4/ Le cas du Sénégal
La porosité des frontières, la proximité du Mali et de la Mauritanie déjà en proie au terrorisme, les échanges religieux et économiques dans la sous-région sont autant de facteurs qui peuvent faciliter la pénétration des réseaux terroristes dans le pays. Dès lors, la menace transcende le scenario d’une progression militaire similaire à celle qui a abouti à la prise momentanée du Nord Mali par les Djihadistes.
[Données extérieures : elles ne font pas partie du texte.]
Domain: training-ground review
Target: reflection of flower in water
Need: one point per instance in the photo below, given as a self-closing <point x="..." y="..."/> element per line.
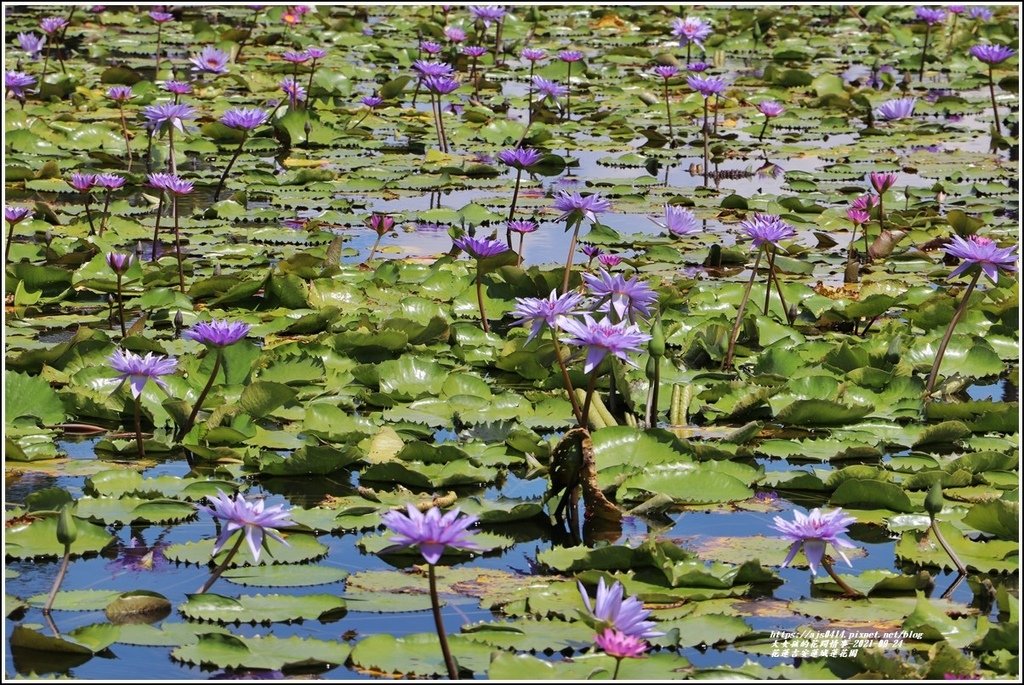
<point x="136" y="557"/>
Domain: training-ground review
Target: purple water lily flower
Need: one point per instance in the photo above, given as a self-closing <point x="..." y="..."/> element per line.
<point x="628" y="298"/>
<point x="896" y="109"/>
<point x="680" y="221"/>
<point x="882" y="181"/>
<point x="210" y="60"/>
<point x="980" y="252"/>
<point x="620" y="645"/>
<point x="296" y="93"/>
<point x="603" y="338"/>
<point x="991" y="54"/>
<point x="245" y="119"/>
<point x="486" y="13"/>
<point x="813" y="532"/>
<point x="168" y="114"/>
<point x="578" y="207"/>
<point x="110" y="181"/>
<point x="217" y="332"/>
<point x="625" y="614"/>
<point x="431" y="532"/>
<point x="930" y="15"/>
<point x="51" y="25"/>
<point x="666" y="71"/>
<point x="691" y="30"/>
<point x="549" y="89"/>
<point x="137" y="370"/>
<point x="16" y="83"/>
<point x="455" y="34"/>
<point x="118" y="261"/>
<point x="519" y="158"/>
<point x="522" y="226"/>
<point x="770" y="109"/>
<point x="767" y="228"/>
<point x="708" y="85"/>
<point x="480" y="248"/>
<point x="256" y="521"/>
<point x="32" y="44"/>
<point x="13" y="214"/>
<point x="427" y="68"/>
<point x="82" y="182"/>
<point x="120" y="93"/>
<point x="546" y="311"/>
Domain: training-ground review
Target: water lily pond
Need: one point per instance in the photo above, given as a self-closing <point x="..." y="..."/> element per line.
<point x="577" y="342"/>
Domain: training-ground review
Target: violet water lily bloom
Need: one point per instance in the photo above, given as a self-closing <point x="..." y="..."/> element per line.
<point x="32" y="44"/>
<point x="812" y="532"/>
<point x="210" y="60"/>
<point x="118" y="261"/>
<point x="603" y="338"/>
<point x="137" y="370"/>
<point x="666" y="71"/>
<point x="431" y="532"/>
<point x="217" y="332"/>
<point x="691" y="30"/>
<point x="882" y="181"/>
<point x="168" y="114"/>
<point x="51" y="25"/>
<point x="519" y="158"/>
<point x="82" y="182"/>
<point x="255" y="520"/>
<point x="577" y="207"/>
<point x="770" y="109"/>
<point x="522" y="226"/>
<point x="896" y="109"/>
<point x="480" y="248"/>
<point x="991" y="54"/>
<point x="680" y="221"/>
<point x="546" y="311"/>
<point x="15" y="83"/>
<point x="930" y="15"/>
<point x="120" y="93"/>
<point x="708" y="85"/>
<point x="620" y="645"/>
<point x="12" y="214"/>
<point x="110" y="181"/>
<point x="549" y="89"/>
<point x="245" y="119"/>
<point x="628" y="298"/>
<point x="625" y="614"/>
<point x="767" y="228"/>
<point x="980" y="252"/>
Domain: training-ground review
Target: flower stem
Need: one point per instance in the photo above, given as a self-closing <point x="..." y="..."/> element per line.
<point x="727" y="361"/>
<point x="479" y="299"/>
<point x="177" y="242"/>
<point x="566" y="380"/>
<point x="948" y="334"/>
<point x="839" y="581"/>
<point x="568" y="259"/>
<point x="222" y="566"/>
<point x="995" y="110"/>
<point x="924" y="52"/>
<point x="945" y="546"/>
<point x="202" y="396"/>
<point x="138" y="426"/>
<point x="121" y="308"/>
<point x="227" y="169"/>
<point x="57" y="581"/>
<point x="156" y="227"/>
<point x="439" y="624"/>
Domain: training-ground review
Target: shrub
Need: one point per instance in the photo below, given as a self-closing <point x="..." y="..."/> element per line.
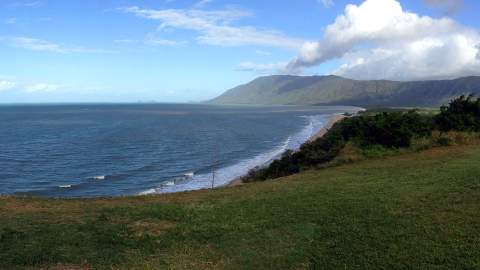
<point x="462" y="114"/>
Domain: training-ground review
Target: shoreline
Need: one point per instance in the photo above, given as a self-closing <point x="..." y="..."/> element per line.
<point x="331" y="121"/>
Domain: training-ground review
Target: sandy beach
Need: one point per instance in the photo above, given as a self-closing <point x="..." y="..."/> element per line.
<point x="334" y="119"/>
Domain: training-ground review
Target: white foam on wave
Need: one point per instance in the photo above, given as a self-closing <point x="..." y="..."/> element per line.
<point x="225" y="175"/>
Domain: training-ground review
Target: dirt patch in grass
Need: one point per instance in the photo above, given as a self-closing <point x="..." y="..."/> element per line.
<point x="151" y="227"/>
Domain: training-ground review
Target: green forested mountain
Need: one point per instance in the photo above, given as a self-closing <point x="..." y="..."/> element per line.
<point x="334" y="90"/>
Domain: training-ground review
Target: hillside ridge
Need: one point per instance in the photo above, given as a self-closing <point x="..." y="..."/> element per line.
<point x="336" y="90"/>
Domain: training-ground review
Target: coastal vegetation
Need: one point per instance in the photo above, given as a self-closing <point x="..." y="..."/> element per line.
<point x="364" y="197"/>
<point x="412" y="210"/>
<point x="379" y="132"/>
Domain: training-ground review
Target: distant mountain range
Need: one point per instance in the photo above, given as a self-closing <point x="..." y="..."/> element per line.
<point x="335" y="90"/>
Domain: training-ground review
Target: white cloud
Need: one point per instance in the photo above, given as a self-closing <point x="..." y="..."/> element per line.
<point x="326" y="3"/>
<point x="40" y="45"/>
<point x="215" y="27"/>
<point x="9" y="85"/>
<point x="155" y="41"/>
<point x="202" y="3"/>
<point x="36" y="44"/>
<point x="262" y="68"/>
<point x="41" y="87"/>
<point x="379" y="40"/>
<point x="449" y="6"/>
<point x="6" y="85"/>
<point x="260" y="52"/>
<point x="27" y="4"/>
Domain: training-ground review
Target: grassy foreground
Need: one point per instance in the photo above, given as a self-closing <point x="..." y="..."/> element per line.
<point x="410" y="211"/>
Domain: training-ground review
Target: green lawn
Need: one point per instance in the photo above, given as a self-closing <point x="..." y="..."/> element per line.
<point x="411" y="211"/>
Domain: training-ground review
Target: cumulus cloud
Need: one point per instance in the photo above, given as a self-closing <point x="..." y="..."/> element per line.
<point x="215" y="27"/>
<point x="449" y="6"/>
<point x="379" y="40"/>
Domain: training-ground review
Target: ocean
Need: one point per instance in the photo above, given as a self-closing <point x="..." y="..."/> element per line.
<point x="94" y="150"/>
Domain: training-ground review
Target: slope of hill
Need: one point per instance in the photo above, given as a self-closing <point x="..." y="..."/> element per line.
<point x="412" y="211"/>
<point x="334" y="90"/>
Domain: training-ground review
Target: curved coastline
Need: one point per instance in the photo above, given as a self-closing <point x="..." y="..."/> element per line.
<point x="320" y="133"/>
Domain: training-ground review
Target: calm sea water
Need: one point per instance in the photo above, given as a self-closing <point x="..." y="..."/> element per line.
<point x="112" y="150"/>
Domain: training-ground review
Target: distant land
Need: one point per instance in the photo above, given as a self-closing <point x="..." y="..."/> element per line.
<point x="335" y="90"/>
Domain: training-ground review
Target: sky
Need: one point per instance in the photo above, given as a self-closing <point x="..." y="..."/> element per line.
<point x="190" y="51"/>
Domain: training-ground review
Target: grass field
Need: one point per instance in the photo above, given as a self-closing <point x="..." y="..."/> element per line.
<point x="408" y="211"/>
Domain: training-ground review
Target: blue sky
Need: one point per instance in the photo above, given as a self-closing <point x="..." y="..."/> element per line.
<point x="180" y="51"/>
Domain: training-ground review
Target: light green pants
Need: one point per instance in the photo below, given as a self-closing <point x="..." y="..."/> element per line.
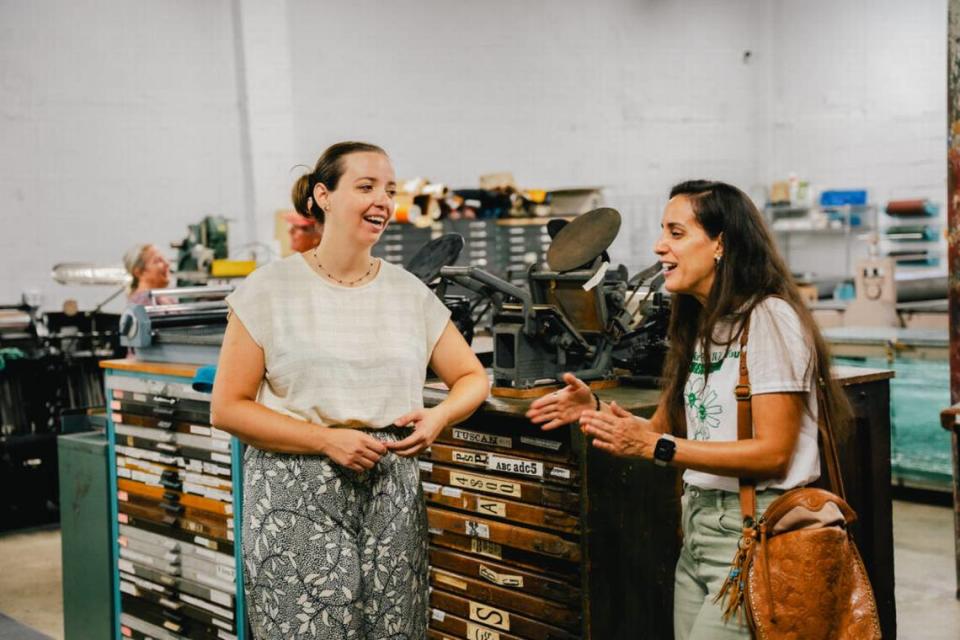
<point x="711" y="530"/>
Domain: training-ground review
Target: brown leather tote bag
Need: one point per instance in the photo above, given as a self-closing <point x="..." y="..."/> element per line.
<point x="797" y="573"/>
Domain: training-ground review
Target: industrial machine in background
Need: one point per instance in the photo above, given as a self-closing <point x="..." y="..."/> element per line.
<point x="190" y="330"/>
<point x="49" y="363"/>
<point x="575" y="314"/>
<point x="203" y="254"/>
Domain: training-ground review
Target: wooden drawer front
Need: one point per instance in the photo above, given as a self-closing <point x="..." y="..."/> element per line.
<point x="507" y="599"/>
<point x="496" y="618"/>
<point x="503" y="437"/>
<point x="532" y="540"/>
<point x="506" y="465"/>
<point x="505" y="576"/>
<point x="505" y="529"/>
<point x="536" y="493"/>
<point x="447" y="625"/>
<point x="501" y="508"/>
La propagation du fléau se fait aussi par les esprits, l’exportation des idées djihadistes empruntant autant les chemins des hommes que les boulevards virtuels des nouvelles technologies de l’information.
La menace globale apanage du Salafisme djihadiste.
Pour les Djihadistes Salafistes et leurs mentors les cibles sont toutes trouvées: l’Islam confrérique qualifie “d’idolâtre”, les intérêts juifs et occidentaux. En réalité, dans la hiérarchie des cibles terroristes potentielles au Sénégal,figurent en première place tous les symboles de l’Occident, de la France en particulier, les établissements recevant en majorité des expatriés occidentaux et les bureaux des Nations Unies.Dans ce cadre, le Sénégal est logé à la même enseigne que tous les autres pays et reste une cible par destination, les intérêts et symboles visés étant par essence étrangers même si une attaque éventuelle produirait des dommages collatéraux affectant le pays dans son image et son économie . Pour les Djihadistes, une attaque sur le Sénégal en tant qu’état n’a pas de valeur médiatique ou symbolique comme le serait une attaque en Occident. Le choix des cibles terroristes ne se fait pas au hasard, celles-ci sont sélectionnées parce qu’elles sont exposées, vulnérables, destructibles en général; occupées et légitimes du point de vue des terroristes, vitales et symboliques pour le pays visé. C’est dans ce cadre qu’il faut comprendre tous les programmes de coopération militaires ou de Police conduits par des pays comme la France et les Etats-Unis. Il s’agit d’un simple échange de bons procédés pour se sécuriser mutuellement au-delà des apports de capacitance à l’endroit de nos Forces de Défense et de Sécurité. Le PACT (sigle assez évocateur au demeurant) entre la France et le Sénégal et les manœuvres Américano -Sénégalaises Flintlock et Tonnerre du Nord avec l’Arabie Saoudite sont à ranger dans ce domaine.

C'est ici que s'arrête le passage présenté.